在 EMR 集群中执行 HiveQL
Executing HiveQL in EMR cluster
我已经通过 AWS CLI 创建了一个 EMR 集群
aws emr create-cluster --applications Name=Hive Name=HBase Name=Hue Name=Hadoop Name=ZooKeeper
--tags Name="EMR-Atlas" --release-label emr-5.16.0 --ec2-attributes SubnetId=subnet-xxxxx,
KeyName=atlas-emr-dif --use-default-roles --ebs-root-volume-size 100 --instance-groups
InstanceGroupType=MASTER,InstanceCount=1,InstanceType=m4.xlarge InstanceGroupType=CORE,InstanceCount=1,
InstanceType=m4.xlarge --log-uri s3://xxx/logs/new-log --steps Name="Run Remote Script",
Jar=command-runner.jar,Args=
[bash,-c,
"curl https://s3.amazonaws.com/aws-bigdata-blog/artifacts/aws-blog-emr-atlas/apache-atlas-emr.sh
-o /tmp/script.sh; chmod +x /tmp/script.sh; /tmp/script.sh"]
那么我已经为HUE建立了一个SSH连接:
--ssh -L 8888:localhost:8888 -i key.pem hadoop@<EMR Master IP Address>
我通过 HUE 创建了一个 Hive table :
CREATE external TABLE us_disease
(
YearStart int,
StratificationCategory2 string,
GeoLocation string,
ResponseID string,
LocationID int,
TopicID string
)
row format delimited
fields terminated by ','
LOCATION 's3://XXXX/data/USHealthcare/'
TBLPROPERTIES ("skip.header.line.count"="1");
我可以通过 HUE 使用 SELECT 语句获取记录。
但是,如果我尝试通过 HQL 执行 select 语句,它会失败。
我尝试了以下方式:
我的 HQL 很简单 SELECT statment
select * from us_disease limit 10;
并且我在 S3 中存储了与 hive.hql 相同的内容。
我在 emr 集群中执行了 hql thru 步骤:
日志:
INFO redirectError to /mnt/var/log/hadoop/steps/s-xxxxxxxx/stderr
INFO Working dir /mnt/var/lib/hadoop/steps/s-xxxxxxxx
INFO ProcessRunner started child process 30597 :
hadoop 30597 5505 0 11:40 ? 00:00:00 bash /usr/lib/hadoop/bin/hadoop jar /var/lib/aws/emr/step-runner/hadoop-jars/command-runner.jar hive-script --run-hive-script --args -f s3://dif-test/data-governance/hql/hive.hql
2021-03-30T11:40:36.318Z INFO HadoopJarStepRunner.Runner: startRun() called for s-xxxxxxxx Child Pid: 30597
INFO Synchronously wait child process to complete : hadoop jar /var/lib/aws/emr/step-runner/hadoop-...
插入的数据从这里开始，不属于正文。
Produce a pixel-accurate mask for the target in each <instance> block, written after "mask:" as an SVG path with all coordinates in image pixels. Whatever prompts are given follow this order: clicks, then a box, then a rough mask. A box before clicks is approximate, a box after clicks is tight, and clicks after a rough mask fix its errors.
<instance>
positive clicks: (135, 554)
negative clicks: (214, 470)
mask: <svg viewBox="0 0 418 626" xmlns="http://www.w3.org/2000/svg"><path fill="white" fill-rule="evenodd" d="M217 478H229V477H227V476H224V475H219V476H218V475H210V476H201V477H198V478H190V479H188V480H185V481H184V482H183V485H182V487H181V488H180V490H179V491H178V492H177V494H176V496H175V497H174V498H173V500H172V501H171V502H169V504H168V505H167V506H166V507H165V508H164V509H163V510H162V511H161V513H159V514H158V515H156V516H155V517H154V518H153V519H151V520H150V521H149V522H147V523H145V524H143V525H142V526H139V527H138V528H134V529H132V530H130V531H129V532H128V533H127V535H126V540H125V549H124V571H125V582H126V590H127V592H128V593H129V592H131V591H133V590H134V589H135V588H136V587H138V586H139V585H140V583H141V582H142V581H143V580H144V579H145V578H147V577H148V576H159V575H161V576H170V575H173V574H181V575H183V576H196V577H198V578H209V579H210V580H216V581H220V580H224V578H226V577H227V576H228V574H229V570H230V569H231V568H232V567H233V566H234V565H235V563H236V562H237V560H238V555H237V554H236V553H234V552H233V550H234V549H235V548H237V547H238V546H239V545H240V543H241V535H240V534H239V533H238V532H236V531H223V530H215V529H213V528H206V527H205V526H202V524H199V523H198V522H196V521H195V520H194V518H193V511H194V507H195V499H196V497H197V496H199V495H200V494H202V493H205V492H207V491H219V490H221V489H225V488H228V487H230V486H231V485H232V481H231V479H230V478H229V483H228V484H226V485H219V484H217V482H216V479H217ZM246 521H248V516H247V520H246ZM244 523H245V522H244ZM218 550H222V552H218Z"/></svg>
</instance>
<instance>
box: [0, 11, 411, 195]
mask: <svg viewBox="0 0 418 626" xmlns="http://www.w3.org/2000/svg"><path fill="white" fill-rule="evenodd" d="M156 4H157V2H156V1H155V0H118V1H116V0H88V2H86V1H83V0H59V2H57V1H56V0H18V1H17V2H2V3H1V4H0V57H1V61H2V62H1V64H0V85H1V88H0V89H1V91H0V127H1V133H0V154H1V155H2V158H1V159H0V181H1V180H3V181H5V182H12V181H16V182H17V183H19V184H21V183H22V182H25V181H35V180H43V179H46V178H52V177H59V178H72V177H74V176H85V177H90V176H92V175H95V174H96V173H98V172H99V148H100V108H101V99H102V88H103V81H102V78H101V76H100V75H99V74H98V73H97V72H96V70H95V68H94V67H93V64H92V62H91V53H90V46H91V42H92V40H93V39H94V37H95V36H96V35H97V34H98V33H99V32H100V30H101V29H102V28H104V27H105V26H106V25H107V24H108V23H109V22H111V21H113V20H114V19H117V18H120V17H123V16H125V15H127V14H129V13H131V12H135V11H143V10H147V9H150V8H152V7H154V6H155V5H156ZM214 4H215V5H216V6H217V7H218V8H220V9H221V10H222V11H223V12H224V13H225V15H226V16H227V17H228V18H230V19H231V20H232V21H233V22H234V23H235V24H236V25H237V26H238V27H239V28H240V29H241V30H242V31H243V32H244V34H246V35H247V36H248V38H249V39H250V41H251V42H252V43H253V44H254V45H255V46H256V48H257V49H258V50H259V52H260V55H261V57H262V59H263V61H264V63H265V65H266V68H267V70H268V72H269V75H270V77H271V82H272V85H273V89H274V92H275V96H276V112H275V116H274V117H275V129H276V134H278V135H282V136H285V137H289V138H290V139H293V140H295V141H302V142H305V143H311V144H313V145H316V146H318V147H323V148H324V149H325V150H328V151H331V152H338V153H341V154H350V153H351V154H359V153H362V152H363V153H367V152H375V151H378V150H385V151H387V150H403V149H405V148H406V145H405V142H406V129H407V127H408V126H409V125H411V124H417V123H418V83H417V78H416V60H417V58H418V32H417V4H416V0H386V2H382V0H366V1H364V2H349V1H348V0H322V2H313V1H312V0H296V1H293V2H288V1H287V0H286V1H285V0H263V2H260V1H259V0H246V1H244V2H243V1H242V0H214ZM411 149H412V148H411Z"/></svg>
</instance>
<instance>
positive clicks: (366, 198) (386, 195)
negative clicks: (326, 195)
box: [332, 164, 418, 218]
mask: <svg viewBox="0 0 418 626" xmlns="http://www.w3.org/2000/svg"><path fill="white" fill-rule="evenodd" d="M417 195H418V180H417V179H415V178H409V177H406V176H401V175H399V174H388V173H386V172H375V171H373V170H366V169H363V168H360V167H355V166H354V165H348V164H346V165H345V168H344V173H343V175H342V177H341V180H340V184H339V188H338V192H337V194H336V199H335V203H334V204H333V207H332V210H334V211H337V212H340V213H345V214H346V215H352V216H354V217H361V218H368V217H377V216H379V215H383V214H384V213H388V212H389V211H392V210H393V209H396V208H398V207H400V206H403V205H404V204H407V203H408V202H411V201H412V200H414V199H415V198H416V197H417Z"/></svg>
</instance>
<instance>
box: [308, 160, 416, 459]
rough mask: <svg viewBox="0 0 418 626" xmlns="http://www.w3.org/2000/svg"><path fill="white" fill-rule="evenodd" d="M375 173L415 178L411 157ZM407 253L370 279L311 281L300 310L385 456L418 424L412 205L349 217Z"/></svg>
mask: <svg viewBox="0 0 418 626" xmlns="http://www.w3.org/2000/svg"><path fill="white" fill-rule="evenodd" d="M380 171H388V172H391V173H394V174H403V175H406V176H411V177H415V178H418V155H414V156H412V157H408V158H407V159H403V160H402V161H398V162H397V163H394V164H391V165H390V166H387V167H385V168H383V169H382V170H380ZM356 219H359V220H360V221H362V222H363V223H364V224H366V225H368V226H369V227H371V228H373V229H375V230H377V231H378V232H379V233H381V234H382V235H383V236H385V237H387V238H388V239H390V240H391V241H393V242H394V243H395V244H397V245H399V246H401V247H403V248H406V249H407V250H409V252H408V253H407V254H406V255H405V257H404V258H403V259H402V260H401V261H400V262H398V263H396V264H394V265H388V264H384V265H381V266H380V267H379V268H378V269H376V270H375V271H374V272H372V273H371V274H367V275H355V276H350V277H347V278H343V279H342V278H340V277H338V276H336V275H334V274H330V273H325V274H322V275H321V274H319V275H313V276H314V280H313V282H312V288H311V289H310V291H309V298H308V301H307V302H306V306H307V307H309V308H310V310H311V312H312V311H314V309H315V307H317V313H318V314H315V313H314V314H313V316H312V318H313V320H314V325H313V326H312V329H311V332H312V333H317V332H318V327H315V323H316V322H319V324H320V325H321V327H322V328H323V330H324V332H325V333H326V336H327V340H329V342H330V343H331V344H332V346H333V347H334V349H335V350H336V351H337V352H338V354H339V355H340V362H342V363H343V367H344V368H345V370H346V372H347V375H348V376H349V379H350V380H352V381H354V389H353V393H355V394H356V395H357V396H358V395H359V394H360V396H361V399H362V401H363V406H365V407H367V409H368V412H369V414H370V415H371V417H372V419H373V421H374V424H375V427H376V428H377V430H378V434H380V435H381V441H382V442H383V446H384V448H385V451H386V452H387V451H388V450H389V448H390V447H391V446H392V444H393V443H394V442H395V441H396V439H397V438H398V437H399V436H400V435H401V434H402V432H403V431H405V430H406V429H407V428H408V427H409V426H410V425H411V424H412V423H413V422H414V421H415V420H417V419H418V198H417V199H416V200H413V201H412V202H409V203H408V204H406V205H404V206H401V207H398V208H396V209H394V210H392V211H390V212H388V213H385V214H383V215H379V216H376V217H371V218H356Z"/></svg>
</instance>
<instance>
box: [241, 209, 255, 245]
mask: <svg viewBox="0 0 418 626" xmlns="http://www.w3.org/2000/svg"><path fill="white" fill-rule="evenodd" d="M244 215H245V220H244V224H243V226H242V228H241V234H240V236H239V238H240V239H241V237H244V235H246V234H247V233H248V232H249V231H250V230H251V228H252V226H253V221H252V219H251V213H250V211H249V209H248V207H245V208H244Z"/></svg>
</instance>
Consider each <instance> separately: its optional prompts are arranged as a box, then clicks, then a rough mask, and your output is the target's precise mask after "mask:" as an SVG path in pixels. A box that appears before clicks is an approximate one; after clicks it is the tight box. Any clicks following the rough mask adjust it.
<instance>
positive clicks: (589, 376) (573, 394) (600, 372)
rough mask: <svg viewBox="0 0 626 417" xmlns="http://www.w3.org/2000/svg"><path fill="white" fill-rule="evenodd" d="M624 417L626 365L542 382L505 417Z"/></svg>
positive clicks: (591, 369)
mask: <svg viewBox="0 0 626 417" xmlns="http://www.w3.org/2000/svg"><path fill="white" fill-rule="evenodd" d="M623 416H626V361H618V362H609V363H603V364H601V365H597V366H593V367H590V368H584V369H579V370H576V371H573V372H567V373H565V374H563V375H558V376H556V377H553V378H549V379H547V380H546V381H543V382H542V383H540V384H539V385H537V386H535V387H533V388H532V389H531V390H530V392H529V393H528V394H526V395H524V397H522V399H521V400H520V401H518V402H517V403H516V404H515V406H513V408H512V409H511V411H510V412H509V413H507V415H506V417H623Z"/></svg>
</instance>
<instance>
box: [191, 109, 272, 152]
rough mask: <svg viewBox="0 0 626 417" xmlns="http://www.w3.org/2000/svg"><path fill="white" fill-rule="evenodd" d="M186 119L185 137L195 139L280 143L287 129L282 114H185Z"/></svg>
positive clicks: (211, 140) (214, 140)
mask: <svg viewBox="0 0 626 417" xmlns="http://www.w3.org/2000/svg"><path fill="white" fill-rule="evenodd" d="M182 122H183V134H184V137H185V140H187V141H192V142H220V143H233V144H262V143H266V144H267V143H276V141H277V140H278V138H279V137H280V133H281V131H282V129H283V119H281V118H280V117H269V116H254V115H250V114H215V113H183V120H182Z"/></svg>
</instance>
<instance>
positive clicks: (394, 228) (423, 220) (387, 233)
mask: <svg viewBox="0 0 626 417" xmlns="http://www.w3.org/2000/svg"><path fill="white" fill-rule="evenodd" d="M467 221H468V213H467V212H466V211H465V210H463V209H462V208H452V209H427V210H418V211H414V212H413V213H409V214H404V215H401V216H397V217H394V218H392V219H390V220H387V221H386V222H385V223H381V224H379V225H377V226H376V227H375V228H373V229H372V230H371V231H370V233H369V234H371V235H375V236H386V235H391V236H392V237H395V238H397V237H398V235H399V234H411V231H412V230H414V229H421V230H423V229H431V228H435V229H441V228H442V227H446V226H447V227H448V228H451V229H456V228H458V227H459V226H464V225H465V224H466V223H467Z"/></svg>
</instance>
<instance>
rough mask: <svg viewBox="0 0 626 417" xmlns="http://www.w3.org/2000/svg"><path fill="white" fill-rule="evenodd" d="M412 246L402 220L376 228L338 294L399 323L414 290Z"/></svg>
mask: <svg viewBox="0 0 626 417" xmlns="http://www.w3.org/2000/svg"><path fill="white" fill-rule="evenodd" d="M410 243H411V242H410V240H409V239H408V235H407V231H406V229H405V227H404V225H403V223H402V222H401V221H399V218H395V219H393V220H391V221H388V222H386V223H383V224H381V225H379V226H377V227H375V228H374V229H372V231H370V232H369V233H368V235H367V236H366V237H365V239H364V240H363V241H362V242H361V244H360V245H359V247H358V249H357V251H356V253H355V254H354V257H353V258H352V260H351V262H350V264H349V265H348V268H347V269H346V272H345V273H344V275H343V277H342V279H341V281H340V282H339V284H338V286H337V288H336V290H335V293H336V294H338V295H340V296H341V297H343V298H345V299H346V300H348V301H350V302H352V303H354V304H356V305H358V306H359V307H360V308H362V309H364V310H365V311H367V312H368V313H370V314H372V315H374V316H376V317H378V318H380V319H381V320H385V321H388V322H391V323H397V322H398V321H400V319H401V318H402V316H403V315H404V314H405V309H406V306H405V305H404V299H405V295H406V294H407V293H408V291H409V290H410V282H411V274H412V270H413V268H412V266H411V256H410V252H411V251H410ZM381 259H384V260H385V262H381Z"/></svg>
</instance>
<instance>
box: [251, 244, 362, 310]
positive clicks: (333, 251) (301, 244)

INFO waitProcessCompletion ended with exit code 127 : hadoop jar /var/lib/aws/emr/step-runner/hadoop-...
INFO total process run time: 2 seconds
2021-03-30T11:40:36.437Z INFO Step created jobs:
2021-03-30T11:40:36.438Z WARN Step failed with exitCode 127 and took 2 seconds
标准错误:
/usr/lib/hadoop/bin/hadoop: line 169: /etc/alternatives/jre/bin/java: No such file or directory
感谢任何帮助。谢谢。
我更新了 emr 版本后问题得到解决。以前我使用的是 emr-5.16.0 。我改成了emr-5.32.0.
修改后的代码:
aws emr create-cluster --applications Name=Hive Name=HBase Name=Hue Name=Hadoop Name=ZooKeeper --tags Name="EMR-Atlas" --release-label emr-5.32.0 --ec2-attributes SubnetId=subnet-xxxx,KeyName=atlas-emr-dif --use-default-roles --ebs-root-volume-size 100 --instance-groups InstanceGroupType=MASTER,InstanceCount=1,InstanceType=m5.xlarge InstanceGroupType=CORE,InstanceCount=2,InstanceType=m5.xlarge --log-uri s3://xxx/xxx/new-log --steps Name="Run Remote Script",Jar=command-runner.jar,Args=[bash,-c,"curl https://s3.amazonaws.com/aws-bigdata-blog/artifacts/aws-blog-emr-atlas/apache-atlas-emr.sh -o /tmp/script.sh; chmod +x /tmp/script.sh; /tmp/script.sh"]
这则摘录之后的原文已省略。